The End of the American Household and Healthy Childrearing

By Dr. Peter Breggin
08/23/2013

The very misleading headline on the August 1st PEW report summary says, “A Rising Share of Young Adults Live in Their Parental Home.” In reality, between 1968 and 2012 the percentage of young adults ages 18-31 living at home rose a meager 2 percent. This slight increase from 32 percent to 34 percent is hardly worth mentioning but has received nearly all the press coverage.

There is far more alarming data buried in the PEW report. Between 1968 and 2012, there has been a stunning decline in the formation of households by the 18- to 31-year-olds. According to PEW, “the share who were married and living with a spouse fell from 56 percent in 1968 to 27 percent in 2007.” That’s an ominous drop of twenty-nine percentage points in the rate of household formation by young adults. The rate of people making households has dropped by more than half.

The failure of young adults to create their own households has led to a five-fold increase (5.5 percent to 26 percent) of living in alternative non-household settings including “living with a roommate or child… or cohabitating with a partner.” On top of this, but not included in those stats, the combined numbers of young adults living alone or living with other relatives increased by 7 percent.

Young men and women are delaying getting married, not getting married, getting divorced and making living arrangements that do not constitute a solid family or household. They are living in varied fragmented combinations including living alone, living with parents and other relatives, living with a child, and living with an unmarried partner.

As some business commentators have observed, this is an economic disaster because household creation plays a huge role in generating economic activity. But there are moral, psychological and cultural implications that are equally if not more threatening. Fewer and fewer young people have traditional expectations for developing a lifelong intimate relationship with someone they love in which they buy a home and raise a family.
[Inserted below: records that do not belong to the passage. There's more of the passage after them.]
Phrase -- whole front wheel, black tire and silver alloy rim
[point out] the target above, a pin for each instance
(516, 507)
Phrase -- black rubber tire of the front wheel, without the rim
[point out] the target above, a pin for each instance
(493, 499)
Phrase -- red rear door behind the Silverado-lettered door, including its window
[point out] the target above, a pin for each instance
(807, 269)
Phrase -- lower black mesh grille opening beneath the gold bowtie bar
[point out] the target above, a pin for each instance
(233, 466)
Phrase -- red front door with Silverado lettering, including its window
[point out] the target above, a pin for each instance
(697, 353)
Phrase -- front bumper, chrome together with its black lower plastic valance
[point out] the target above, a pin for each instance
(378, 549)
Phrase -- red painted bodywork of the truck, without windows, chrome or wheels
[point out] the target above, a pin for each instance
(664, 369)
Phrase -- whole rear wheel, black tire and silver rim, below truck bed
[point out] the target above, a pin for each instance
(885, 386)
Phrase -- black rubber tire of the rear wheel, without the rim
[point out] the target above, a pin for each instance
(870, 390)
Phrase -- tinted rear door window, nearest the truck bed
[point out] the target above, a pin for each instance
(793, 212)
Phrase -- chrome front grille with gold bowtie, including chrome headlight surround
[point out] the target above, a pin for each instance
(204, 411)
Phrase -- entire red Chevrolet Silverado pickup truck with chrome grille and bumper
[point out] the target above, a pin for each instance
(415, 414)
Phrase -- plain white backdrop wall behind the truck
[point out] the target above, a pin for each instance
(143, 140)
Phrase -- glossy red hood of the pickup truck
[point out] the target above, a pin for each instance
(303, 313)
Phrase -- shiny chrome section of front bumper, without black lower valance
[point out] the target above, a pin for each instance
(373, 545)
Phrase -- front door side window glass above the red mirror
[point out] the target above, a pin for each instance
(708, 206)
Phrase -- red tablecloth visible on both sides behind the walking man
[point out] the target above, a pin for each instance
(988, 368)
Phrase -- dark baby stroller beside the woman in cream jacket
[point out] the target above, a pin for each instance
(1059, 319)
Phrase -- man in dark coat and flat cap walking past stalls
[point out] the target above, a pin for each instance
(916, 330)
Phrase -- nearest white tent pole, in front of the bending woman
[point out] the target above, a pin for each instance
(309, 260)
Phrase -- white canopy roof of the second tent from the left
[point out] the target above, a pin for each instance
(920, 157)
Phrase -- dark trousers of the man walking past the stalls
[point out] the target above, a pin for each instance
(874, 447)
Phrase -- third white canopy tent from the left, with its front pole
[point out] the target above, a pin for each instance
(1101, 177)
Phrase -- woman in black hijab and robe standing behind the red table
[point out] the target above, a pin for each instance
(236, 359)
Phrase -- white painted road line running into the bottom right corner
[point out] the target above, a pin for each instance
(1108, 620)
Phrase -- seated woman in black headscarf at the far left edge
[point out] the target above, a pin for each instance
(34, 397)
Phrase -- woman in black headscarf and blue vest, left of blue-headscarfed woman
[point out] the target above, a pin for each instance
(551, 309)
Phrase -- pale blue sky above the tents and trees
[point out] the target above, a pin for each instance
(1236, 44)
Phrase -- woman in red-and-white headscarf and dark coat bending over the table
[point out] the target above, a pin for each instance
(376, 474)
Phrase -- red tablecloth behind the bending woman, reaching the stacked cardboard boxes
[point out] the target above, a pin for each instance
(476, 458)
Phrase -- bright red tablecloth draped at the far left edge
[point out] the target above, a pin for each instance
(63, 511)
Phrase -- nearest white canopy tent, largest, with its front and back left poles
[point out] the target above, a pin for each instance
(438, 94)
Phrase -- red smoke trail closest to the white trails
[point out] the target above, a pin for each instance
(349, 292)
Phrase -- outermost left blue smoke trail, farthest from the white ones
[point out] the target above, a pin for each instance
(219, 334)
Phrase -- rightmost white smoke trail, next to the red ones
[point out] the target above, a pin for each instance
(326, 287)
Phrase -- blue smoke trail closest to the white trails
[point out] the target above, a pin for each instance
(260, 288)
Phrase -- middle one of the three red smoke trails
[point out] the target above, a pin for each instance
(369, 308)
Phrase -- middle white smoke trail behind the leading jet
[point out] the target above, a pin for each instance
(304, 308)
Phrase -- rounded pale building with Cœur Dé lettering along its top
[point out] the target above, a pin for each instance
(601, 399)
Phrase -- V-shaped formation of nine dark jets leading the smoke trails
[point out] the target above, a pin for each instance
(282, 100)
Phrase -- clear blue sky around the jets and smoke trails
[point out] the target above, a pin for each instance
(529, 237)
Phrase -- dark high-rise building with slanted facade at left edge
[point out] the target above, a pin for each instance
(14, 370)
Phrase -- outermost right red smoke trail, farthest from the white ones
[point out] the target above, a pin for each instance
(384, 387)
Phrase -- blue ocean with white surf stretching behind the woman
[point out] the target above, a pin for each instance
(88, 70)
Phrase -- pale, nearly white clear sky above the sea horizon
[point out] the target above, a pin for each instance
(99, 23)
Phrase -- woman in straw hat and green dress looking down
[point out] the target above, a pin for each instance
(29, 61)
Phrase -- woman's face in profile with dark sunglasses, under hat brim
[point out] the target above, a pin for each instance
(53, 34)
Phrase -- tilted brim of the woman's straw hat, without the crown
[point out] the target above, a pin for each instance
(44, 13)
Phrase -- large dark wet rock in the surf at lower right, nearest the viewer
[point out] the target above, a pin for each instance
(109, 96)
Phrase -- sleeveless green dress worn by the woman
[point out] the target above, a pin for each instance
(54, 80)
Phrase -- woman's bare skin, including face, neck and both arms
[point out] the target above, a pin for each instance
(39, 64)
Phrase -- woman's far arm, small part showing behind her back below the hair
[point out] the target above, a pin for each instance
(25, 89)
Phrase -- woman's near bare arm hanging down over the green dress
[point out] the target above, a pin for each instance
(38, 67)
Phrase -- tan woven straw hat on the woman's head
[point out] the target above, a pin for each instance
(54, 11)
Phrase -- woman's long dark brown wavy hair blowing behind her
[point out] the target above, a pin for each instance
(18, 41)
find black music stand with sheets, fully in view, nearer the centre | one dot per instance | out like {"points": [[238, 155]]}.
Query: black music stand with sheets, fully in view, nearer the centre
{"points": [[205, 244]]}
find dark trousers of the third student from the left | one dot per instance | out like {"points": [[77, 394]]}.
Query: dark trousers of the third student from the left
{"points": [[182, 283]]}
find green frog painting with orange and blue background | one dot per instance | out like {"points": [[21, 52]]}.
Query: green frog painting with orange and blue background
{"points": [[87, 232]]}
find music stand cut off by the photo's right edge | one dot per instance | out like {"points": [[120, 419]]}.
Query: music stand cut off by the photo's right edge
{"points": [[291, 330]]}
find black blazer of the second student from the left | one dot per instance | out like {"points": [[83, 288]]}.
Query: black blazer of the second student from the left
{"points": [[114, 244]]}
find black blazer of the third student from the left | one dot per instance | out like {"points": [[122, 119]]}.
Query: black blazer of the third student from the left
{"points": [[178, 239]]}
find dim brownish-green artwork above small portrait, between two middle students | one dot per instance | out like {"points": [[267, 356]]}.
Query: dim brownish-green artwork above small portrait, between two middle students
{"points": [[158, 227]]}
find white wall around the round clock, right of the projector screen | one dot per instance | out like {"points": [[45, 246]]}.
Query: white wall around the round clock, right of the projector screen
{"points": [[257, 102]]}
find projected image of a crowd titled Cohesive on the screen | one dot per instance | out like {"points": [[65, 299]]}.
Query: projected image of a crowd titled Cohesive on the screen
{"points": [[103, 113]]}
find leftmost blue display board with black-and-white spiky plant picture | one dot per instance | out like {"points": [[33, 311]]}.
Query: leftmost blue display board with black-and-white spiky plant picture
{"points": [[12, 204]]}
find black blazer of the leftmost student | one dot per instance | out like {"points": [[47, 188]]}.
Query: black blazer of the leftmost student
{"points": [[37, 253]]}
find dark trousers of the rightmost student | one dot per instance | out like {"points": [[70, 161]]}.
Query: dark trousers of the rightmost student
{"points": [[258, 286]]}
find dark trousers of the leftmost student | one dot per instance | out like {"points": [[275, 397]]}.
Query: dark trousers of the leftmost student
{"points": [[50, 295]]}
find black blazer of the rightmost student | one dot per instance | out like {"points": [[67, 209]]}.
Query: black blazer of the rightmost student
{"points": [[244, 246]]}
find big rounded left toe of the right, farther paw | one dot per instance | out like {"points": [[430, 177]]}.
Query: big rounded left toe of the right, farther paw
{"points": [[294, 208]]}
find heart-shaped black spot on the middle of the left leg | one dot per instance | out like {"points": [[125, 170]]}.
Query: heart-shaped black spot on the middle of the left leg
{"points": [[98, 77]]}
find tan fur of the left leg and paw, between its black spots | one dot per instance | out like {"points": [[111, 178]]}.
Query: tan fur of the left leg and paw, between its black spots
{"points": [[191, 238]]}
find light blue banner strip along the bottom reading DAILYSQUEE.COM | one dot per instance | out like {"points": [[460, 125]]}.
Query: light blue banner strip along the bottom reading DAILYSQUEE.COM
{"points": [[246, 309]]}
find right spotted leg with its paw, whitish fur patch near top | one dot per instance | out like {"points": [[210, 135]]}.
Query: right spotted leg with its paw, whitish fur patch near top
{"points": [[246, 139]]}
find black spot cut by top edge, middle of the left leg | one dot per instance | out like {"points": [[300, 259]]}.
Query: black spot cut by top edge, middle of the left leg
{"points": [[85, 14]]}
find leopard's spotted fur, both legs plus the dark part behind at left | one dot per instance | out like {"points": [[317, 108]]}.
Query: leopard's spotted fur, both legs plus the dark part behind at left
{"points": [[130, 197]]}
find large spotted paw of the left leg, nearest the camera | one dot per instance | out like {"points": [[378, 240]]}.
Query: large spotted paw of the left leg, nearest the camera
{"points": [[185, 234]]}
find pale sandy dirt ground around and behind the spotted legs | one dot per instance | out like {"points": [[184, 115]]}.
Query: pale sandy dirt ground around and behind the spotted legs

Similarly, they lack the expectations of earlier generations for making a lasting and successful career. Overall, there is a lowered expectation for meaningful relationship, family life and career.

Increasing numbers of individuals feel unable or unwilling to make the commitment to take on the tough jobs of maintaining a marriage, raising a family and building a career.

These young adults, deprived of the American dream, will not carry on the traditions of raising children, family life, and career. Some of this is due to the declining economy but the trend began decades ago and has more to do with cultural values than lack of employment. Personal responsibility, commitment to long-term relationships and careers, motherhood and fatherhood are under assault in Western culture.

The negative effects on children are huge. Children are growing up without the emotional maturity, mental well-being, responsibility and competence that come from being raised within a stable home. Households also build local communities, and our children increasingly lack a sense of community and society. Many will become adults who lack the will or the skills to develop strong intimate relationships, stable marriages, community participation, and meaningful careers. The American dream is in free fall with nothing positive to replace it.